Thread: Separating Buffer LWlocks

Separating Buffer LWlocks

From
Simon Riggs
Date:
Looks like the right time to post this patch.

It separates the Buffer LWLocks from the main LW locks, allowing them to have different padding.

Tests showed noticeable/significant performance gain due to reduced false sharing on main LWlocks, though without wasting memory on the buffer LWlocks.

--
Simon Riggs                http://www.2ndQuadrant.com/
PostgreSQL Development, 24x7 Support, Remote DBA, Training & Services
Attachment

Re: Separating Buffer LWlocks

From
Andres Freund
Date:
Hi,

On 2015-09-06 14:10:24 +0100, Simon Riggs wrote:
> It separates the Buffer LWLocks from the main LW locks, allowing them to
> have different padding.
> 
> Tests showed noticeable/significant performance gain due to reduced false
> sharing on main LWlocks, though without wasting memory on the buffer
> LWlocks.

Hm. I found that the buffer content lwlocks can actually also be a
significant source of contention - I'm not sure reducing padding for
those is going to be particularly nice. I think we should rather move
the *content* lock inline into the buffer descriptor. The io lock
doesn't matter and can be as small as possible.

Additionally I think we should increase the lwlock padding to 64byte
(i.e. the by far most command cacheline size). In the past I've seen
that to be rather beneficial.

Greetings,

Andres Freund



Re: Separating Buffer LWlocks

From
Andres Freund
Date:
On 2015-09-06 15:28:40 +0200, Andres Freund wrote:
> Hm. I found that the buffer content lwlocks can actually also be a
> significant source of contention - I'm not sure reducing padding for
> those is going to be particularly nice. I think we should rather move
> the *content* lock inline into the buffer descriptor. The io lock
> doesn't matter and can be as small as possible.

POC patch along those lines attached. This way the content locks have
full 64byte alignment *without* any additional memory usage because
buffer descriptors are already padded to 64bytes.  I'd to reorder
BufferDesc contents a bit and reduce the width of usagecount to 8bit
(which is fine given that 5 is our highest value) to make enough room.

I've experimented reducing the padding of the IO locks to nothing since
they're not that often contended on the CPU level. But even on my laptop
that lead to a noticeable regression for a readonly pgbench workload
where the dataset fit into the OS page cache but not into s_b.
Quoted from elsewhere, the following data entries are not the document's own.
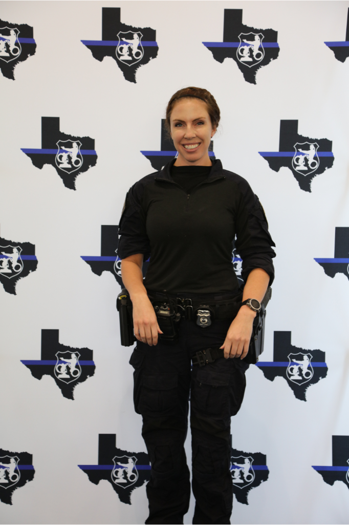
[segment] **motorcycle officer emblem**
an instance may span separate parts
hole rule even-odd
[[[136,468],[137,458],[134,456],[130,457],[128,456],[123,456],[122,457],[115,456],[113,461],[113,482],[124,489],[134,485],[138,479],[138,471]]]
[[[239,489],[245,488],[253,482],[256,475],[252,468],[253,458],[250,456],[232,456],[231,470],[233,477],[233,484]],[[235,460],[235,461],[234,461]]]
[[[311,354],[289,354],[289,364],[286,370],[288,378],[292,383],[302,385],[309,381],[314,375],[314,370],[310,361]]]
[[[295,155],[292,159],[292,167],[298,173],[304,176],[313,173],[319,167],[320,160],[318,156],[319,144],[317,142],[297,142],[293,146]]]
[[[54,366],[54,375],[57,379],[69,384],[80,377],[81,367],[79,352],[57,352],[56,356],[57,362]]]
[[[117,256],[116,257],[116,260],[114,264],[114,271],[116,275],[118,275],[119,277],[121,277],[121,259]]]
[[[115,50],[117,59],[127,66],[133,66],[139,62],[144,55],[140,42],[142,34],[139,31],[137,33],[119,31],[117,36],[119,41]]]
[[[0,457],[0,487],[8,489],[18,481],[20,477],[18,467],[19,461],[17,456]]]
[[[10,245],[0,246],[0,275],[11,279],[20,274],[23,269],[23,261],[20,258],[21,251],[20,246]]]
[[[10,62],[20,55],[22,50],[17,27],[0,27],[0,59],[5,62]]]
[[[263,60],[265,55],[262,44],[264,38],[261,33],[240,33],[240,43],[236,51],[239,62],[252,67]]]
[[[56,163],[60,170],[66,173],[72,173],[78,170],[83,162],[80,140],[59,140],[56,144],[58,151],[56,156]]]

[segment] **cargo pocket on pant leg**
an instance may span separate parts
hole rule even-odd
[[[139,408],[141,414],[156,417],[174,415],[179,407],[177,374],[143,374]]]

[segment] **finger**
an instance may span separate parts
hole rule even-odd
[[[152,344],[156,345],[158,344],[158,330],[156,326],[155,325],[152,325],[151,327],[151,338],[152,339]]]
[[[249,348],[249,341],[245,343],[245,346],[244,346],[244,351],[241,354],[241,359],[243,359],[246,356],[247,353],[248,353],[248,349]]]
[[[244,351],[244,343],[240,341],[240,342],[237,345],[237,348],[236,349],[236,352],[235,353],[236,358],[239,358],[243,352]]]
[[[145,336],[147,339],[147,343],[149,346],[152,346],[152,334],[151,333],[151,327],[150,324],[147,324],[145,327]]]

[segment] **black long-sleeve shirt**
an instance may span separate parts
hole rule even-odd
[[[144,284],[169,293],[221,293],[238,287],[232,262],[243,259],[244,281],[261,268],[272,282],[275,246],[258,197],[242,177],[216,160],[205,180],[187,192],[171,176],[174,161],[130,188],[120,220],[118,255],[150,260]],[[177,178],[177,177],[175,177]]]

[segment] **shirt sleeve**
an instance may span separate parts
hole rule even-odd
[[[269,275],[269,285],[274,280],[272,258],[275,244],[269,233],[264,210],[249,185],[241,188],[241,199],[236,217],[236,251],[243,260],[242,277],[245,282],[255,268],[261,268]],[[245,186],[245,184],[244,185]]]
[[[135,254],[143,254],[146,260],[150,255],[150,246],[146,217],[135,186],[130,188],[126,196],[119,224],[117,255],[122,259]]]

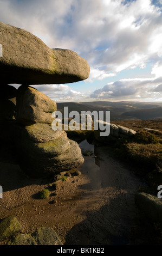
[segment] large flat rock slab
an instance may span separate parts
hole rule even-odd
[[[90,69],[76,52],[51,49],[33,34],[0,22],[1,83],[68,83],[87,79]]]

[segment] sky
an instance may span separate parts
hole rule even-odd
[[[162,0],[0,0],[0,21],[88,62],[83,81],[34,85],[56,102],[162,102]]]

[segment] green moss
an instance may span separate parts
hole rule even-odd
[[[146,131],[137,132],[134,136],[134,141],[139,143],[156,144],[159,142],[158,139],[154,134]]]
[[[66,176],[63,176],[62,178],[61,179],[61,180],[62,180],[62,181],[66,181],[67,179],[67,177],[66,177]]]
[[[0,223],[0,240],[9,238],[22,230],[22,226],[15,216],[9,216]]]
[[[48,198],[49,196],[49,191],[48,190],[44,188],[40,192],[40,197],[42,199]]]
[[[9,241],[7,245],[37,245],[37,243],[31,235],[20,234]]]

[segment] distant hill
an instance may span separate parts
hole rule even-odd
[[[57,110],[63,112],[68,107],[69,112],[82,111],[110,111],[111,120],[153,120],[162,119],[162,102],[129,101],[93,101],[57,103]]]

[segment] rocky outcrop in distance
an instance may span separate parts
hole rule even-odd
[[[110,140],[116,140],[119,138],[131,138],[133,137],[136,133],[136,131],[132,129],[130,129],[126,127],[121,126],[121,125],[115,125],[114,124],[109,124],[102,120],[97,120],[99,124],[99,129],[94,130],[94,137],[95,139],[103,143],[108,143]],[[109,135],[108,136],[101,136],[100,132],[103,131],[101,131],[99,129],[99,125],[101,123],[102,125],[109,125]]]

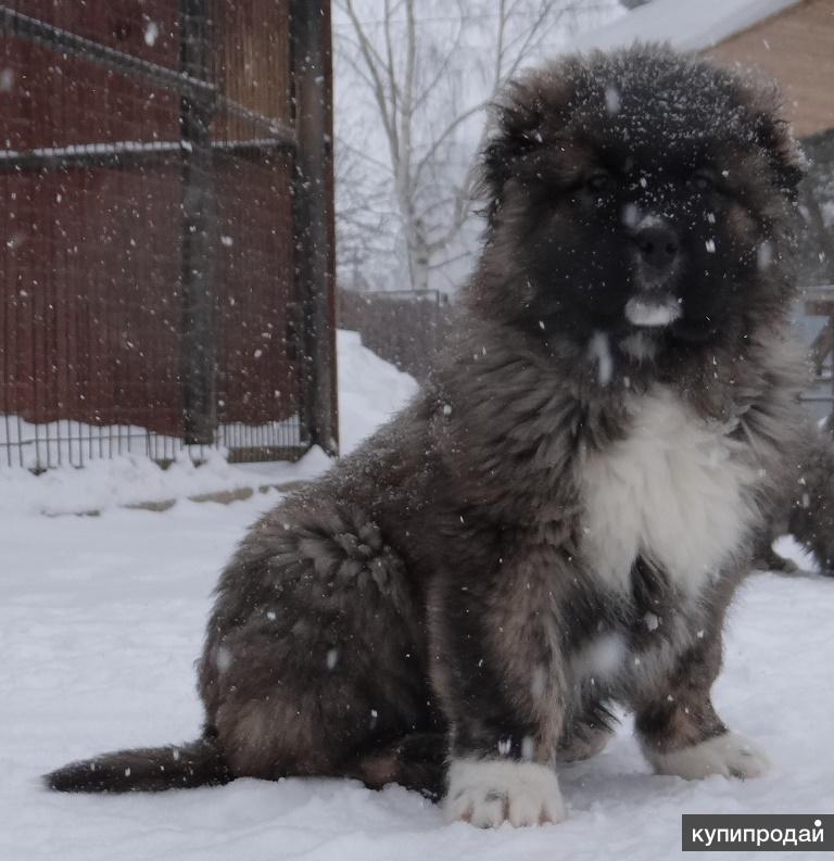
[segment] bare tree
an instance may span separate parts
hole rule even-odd
[[[426,290],[463,256],[483,109],[520,65],[617,0],[336,0],[340,269],[405,262]],[[369,127],[370,126],[370,127]],[[382,249],[386,249],[386,253]],[[390,261],[387,261],[390,262]]]

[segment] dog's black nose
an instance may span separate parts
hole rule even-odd
[[[680,244],[675,232],[665,225],[642,227],[634,235],[640,258],[656,277],[669,275],[674,267]]]

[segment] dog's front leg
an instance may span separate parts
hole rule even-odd
[[[450,723],[451,821],[497,827],[565,818],[555,771],[564,673],[549,600],[543,580],[522,567],[435,584],[432,676]]]
[[[659,774],[745,778],[767,771],[764,754],[728,730],[712,706],[710,688],[720,668],[720,628],[699,631],[697,643],[679,657],[672,672],[633,704],[641,747]]]

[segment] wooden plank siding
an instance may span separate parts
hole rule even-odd
[[[779,80],[797,137],[834,128],[834,0],[804,0],[705,53]]]
[[[128,60],[180,68],[181,0],[4,5]],[[184,335],[184,254],[194,249],[212,258],[204,274],[216,294],[216,379],[206,391],[216,392],[216,420],[277,426],[306,415],[292,0],[205,5],[213,49],[205,78],[216,85],[207,215],[192,212],[188,197],[190,150],[180,147],[184,97],[176,86],[129,63],[121,68],[56,50],[47,37],[18,37],[0,22],[0,415],[181,438],[184,351],[193,350]],[[308,5],[320,14],[318,0]],[[329,50],[329,26],[321,34]],[[329,112],[330,102],[324,107]],[[86,148],[81,155],[67,154],[78,147]],[[331,221],[331,185],[326,193]],[[210,248],[201,251],[205,243],[186,235],[204,217],[212,219]],[[331,274],[332,224],[324,228]],[[331,276],[325,289],[332,328]],[[326,358],[329,442],[337,439],[332,350]],[[255,448],[280,448],[258,439],[240,445],[253,457]],[[311,439],[302,429],[298,443]]]

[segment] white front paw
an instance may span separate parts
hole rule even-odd
[[[448,769],[444,812],[479,828],[543,825],[567,815],[556,772],[534,762],[456,759]]]
[[[724,733],[699,745],[658,752],[644,747],[646,759],[659,774],[697,781],[710,774],[724,777],[760,777],[770,767],[764,752],[737,733]]]

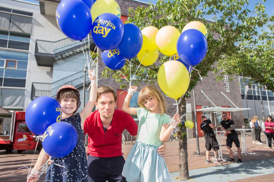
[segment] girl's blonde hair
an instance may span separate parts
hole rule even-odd
[[[150,97],[153,97],[158,101],[158,107],[161,111],[161,115],[167,110],[167,104],[159,90],[155,86],[151,85],[146,86],[141,90],[138,96],[138,103],[141,107],[145,108],[145,101]]]
[[[258,120],[258,116],[254,116],[253,117],[253,122],[256,123],[256,120]]]

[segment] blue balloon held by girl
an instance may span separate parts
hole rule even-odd
[[[124,25],[123,39],[117,46],[125,58],[132,59],[140,52],[143,44],[143,36],[140,29],[131,23]]]
[[[91,36],[95,45],[103,50],[115,48],[124,34],[123,23],[116,15],[104,13],[94,21],[91,28]]]
[[[56,16],[60,29],[71,39],[81,40],[90,31],[91,14],[81,0],[63,0],[57,7]]]
[[[78,140],[75,128],[71,124],[61,121],[53,123],[47,129],[42,144],[44,150],[49,156],[60,158],[72,151]]]
[[[185,63],[194,66],[199,63],[206,56],[207,42],[201,32],[196,29],[184,31],[177,42],[177,51]]]
[[[32,132],[41,135],[50,125],[60,121],[61,116],[61,106],[57,100],[50,97],[40,97],[27,108],[26,122]]]
[[[175,61],[178,61],[180,62],[181,62],[182,63],[183,63],[184,66],[185,66],[185,67],[187,68],[187,69],[188,70],[188,73],[190,73],[191,72],[191,71],[192,71],[192,69],[193,69],[192,67],[191,66],[190,66],[189,65],[188,65],[187,64],[185,63],[184,61],[182,60],[181,59],[180,59],[180,57],[179,56],[179,55],[178,55],[178,53],[177,53],[176,54],[175,54],[173,56],[171,57],[171,60],[175,60]]]
[[[111,69],[120,69],[125,63],[125,58],[116,48],[103,52],[101,56],[105,65]]]

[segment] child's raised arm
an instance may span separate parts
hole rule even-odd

> Additionally I think we should increase the lwlock padding to 64byte
> (i.e. the by far most command cacheline size). In the past I've seen
> that to be rather beneficial.

You'd already done that...


Benchmarking this on my 4 core/8 threads laptop I see a very slight
performance increase - which is about what we expect since this really
only should affect multi-socket machines.

Greetings,

Andres Freund

Attachment

Re: Separating Buffer LWlocks

From
Robert Haas
Date:
On Mon, Sep 7, 2015 at 1:59 PM, Andres Freund <andres@anarazel.de> wrote:
> On 2015-09-06 15:28:40 +0200, Andres Freund wrote:
>> Hm. I found that the buffer content lwlocks can actually also be a
>> significant source of contention - I'm not sure reducing padding for
>> those is going to be particularly nice. I think we should rather move
>> the *content* lock inline into the buffer descriptor. The io lock
>> doesn't matter and can be as small as possible.
>
> POC patch along those lines attached. This way the content locks have
> full 64byte alignment *without* any additional memory usage because
> buffer descriptors are already padded to 64bytes.  I'd to reorder
> BufferDesc contents a bit and reduce the width of usagecount to 8bit
> (which is fine given that 5 is our highest value) to make enough room.
>
> I've experimented reducing the padding of the IO locks to nothing since
> they're not that often contended on the CPU level. But even on my laptop
> that lead to a noticeable regression for a readonly pgbench workload
> where the dataset fit into the OS page cache but not into s_b.

I like this approach, though I think clearly it needs more performance testing.

The method of determining the tranche IDs is totally awful, though.  I
assume that's just a dirty hack for the POC and not something you'd
seriously consider doing.

-- 
Robert Haas
EnterpriseDB: http://www.enterprisedb.com
The Enterprise PostgreSQL Company



Re: Separating Buffer LWlocks

From
Andres Freund
Date:
On 2015-09-08 13:29:28 -0400, Robert Haas wrote:
> I like this approach, though I think clearly it needs more performance testing.

Yea, obviously. I did run this on a slightly bigger machine yesterday
and it gave consistent ~8% performance improvements.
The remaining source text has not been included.